Peoples Community Clinic

 

Dave Ross provided this collection of early material on the People's Community Clinic which started in the basement of the Congregational Church of Austin in 1970.

People's Community Clinic in Annual Reports of the Congregational Church of Austin

1970
BOARD OF TRUSTEES
Approval was granted by the board for weekly use of the basement of the church for a medical clinic. Medical treatment is given by volunteer workers in the
clinic to people who cannot afford or cannot obtain medical services from other facilities in the city. Rizer Everett, chairman


1971
BUILDING USAGE
Regular usage of the premises was made by the following People's Free Clinic-Tuesday nights & some Saturdays with a marathon in October raising money for their program. Narcotics Anonymous-Thursday at first and then Monday nights.

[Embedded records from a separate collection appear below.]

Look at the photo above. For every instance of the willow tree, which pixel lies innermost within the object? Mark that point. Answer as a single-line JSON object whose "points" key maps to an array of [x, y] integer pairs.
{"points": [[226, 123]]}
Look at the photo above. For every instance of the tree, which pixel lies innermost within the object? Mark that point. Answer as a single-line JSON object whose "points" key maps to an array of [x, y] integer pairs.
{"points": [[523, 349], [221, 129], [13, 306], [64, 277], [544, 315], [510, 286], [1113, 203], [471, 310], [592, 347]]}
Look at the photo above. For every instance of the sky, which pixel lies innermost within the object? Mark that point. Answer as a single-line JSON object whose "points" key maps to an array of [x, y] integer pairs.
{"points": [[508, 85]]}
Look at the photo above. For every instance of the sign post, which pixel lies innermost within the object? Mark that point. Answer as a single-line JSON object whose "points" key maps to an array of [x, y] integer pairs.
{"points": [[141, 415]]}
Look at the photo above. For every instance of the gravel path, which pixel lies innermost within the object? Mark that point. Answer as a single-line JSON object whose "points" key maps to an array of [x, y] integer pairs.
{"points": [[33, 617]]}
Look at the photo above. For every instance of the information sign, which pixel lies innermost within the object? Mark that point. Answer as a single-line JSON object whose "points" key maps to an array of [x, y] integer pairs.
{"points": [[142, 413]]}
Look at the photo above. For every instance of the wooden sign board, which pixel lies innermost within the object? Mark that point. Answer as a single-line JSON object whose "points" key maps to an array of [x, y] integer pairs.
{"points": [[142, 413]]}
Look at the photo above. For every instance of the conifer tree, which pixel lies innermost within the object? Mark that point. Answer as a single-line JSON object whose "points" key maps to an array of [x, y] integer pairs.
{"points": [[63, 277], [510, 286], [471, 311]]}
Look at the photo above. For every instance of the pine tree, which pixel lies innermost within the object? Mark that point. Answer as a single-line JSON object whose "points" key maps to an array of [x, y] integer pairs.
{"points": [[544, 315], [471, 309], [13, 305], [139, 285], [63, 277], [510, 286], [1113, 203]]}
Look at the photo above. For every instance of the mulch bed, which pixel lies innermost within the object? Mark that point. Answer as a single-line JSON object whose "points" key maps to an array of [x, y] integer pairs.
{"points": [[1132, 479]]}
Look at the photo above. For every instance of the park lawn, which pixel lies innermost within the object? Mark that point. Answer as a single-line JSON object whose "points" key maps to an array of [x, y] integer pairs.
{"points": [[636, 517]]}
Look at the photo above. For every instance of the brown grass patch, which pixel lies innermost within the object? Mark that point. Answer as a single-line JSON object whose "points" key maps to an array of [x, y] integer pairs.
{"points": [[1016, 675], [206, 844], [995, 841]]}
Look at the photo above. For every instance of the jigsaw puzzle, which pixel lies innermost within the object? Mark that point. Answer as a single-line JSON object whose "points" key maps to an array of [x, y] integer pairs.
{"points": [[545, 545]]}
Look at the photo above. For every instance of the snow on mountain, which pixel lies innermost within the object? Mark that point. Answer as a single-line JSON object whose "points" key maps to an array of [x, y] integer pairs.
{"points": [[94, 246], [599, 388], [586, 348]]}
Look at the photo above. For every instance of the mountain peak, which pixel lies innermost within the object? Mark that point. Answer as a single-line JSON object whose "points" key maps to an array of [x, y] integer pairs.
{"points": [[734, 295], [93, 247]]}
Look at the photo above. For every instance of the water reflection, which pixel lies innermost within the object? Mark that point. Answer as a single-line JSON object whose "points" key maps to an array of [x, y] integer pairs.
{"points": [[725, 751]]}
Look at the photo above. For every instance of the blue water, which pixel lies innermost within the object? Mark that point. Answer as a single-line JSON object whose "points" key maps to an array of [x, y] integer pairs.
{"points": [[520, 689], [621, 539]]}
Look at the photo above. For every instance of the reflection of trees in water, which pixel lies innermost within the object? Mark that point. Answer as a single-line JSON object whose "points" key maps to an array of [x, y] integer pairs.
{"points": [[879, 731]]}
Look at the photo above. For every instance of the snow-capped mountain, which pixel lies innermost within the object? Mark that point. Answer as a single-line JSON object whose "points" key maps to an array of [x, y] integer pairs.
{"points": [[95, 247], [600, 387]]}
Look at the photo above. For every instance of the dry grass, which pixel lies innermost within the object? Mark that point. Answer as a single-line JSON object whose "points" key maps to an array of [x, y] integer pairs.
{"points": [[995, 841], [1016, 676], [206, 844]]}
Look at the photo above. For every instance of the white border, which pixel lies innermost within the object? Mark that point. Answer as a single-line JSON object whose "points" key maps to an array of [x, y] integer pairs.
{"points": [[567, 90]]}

PASTOR'S REPORT [John Towery]
 … We serve more than we might think. Our facilities are used by the Peop e 's Free Clinic,  Narcotics Anonymous, various groups for sales, and by the Child Development Center …

PEOPLE'S FREE CLINIC
1. What is the People's Free Clinic? The People's Free Clinic is an association of doctors, nurses, pharmacists, lab technicians, and laymen dedicated to provide medical care to those people who cannot afford it elsewhere. It is a non-profit organization that receives no federal funds, operating entirely on donations. It was established in April of 1970 by Dr. and Mrs. John J. Whitaker and Dr. Fay Mott.
2. What does the People' s Free Clinic do? Located in the basement of the Congregational Church, the first night the People's Free Clinic opened, thirty-three  patients were treated; now an average of 125 patients are treated every Tuesday night. The clinic has approximately 8,000 individual patient charts and has treated many of these patients several times.
3. Who is responsible for the People's Free Clinic? Some of the personnel who donate their time to the People's Free Clinic include Dr. Fay Mott, President of the Board of Directors, Dr. Richard J. Alexander, Dr. Pruitt Watkins, Dr. Tom Fasohinell, and Dr. John J. T. Whitaker. Heading the volunteer nursing staff are Van Chauvin and Mary Cox, who are also instructors at the University School of Nursing. Another nurse from the Public Health Department gives vaccinations and immunization shots of all kinds.
4. What are the needs of the People's Free Clinic? The cost of operating the clinic is estimated at $700 a month. The main expense is drugs, which are bought at cost plus 10% and dispensed to patients free of charge. Lab expenses and other essential operating expenses consume the rest of this amount. Because of a lack of funds, a thirty-two hour radio marathon was held October 30 and 31, 1971, with the co-operation of KHFI television and KTAP radio stations. With the support of local musicians and concerned members of the community, a profit of $4,500.00 was made, in the form of hundreds of donations. More donations are needed to help the People's Free Clinic achieve their goals. The People's Free Clinic hopes to be able to open a second night each week and include the following services in the future: (1) Dental Care--Portable equipment is needed. (2) maternal Health Care (3) A complete Planned Parenthood Program.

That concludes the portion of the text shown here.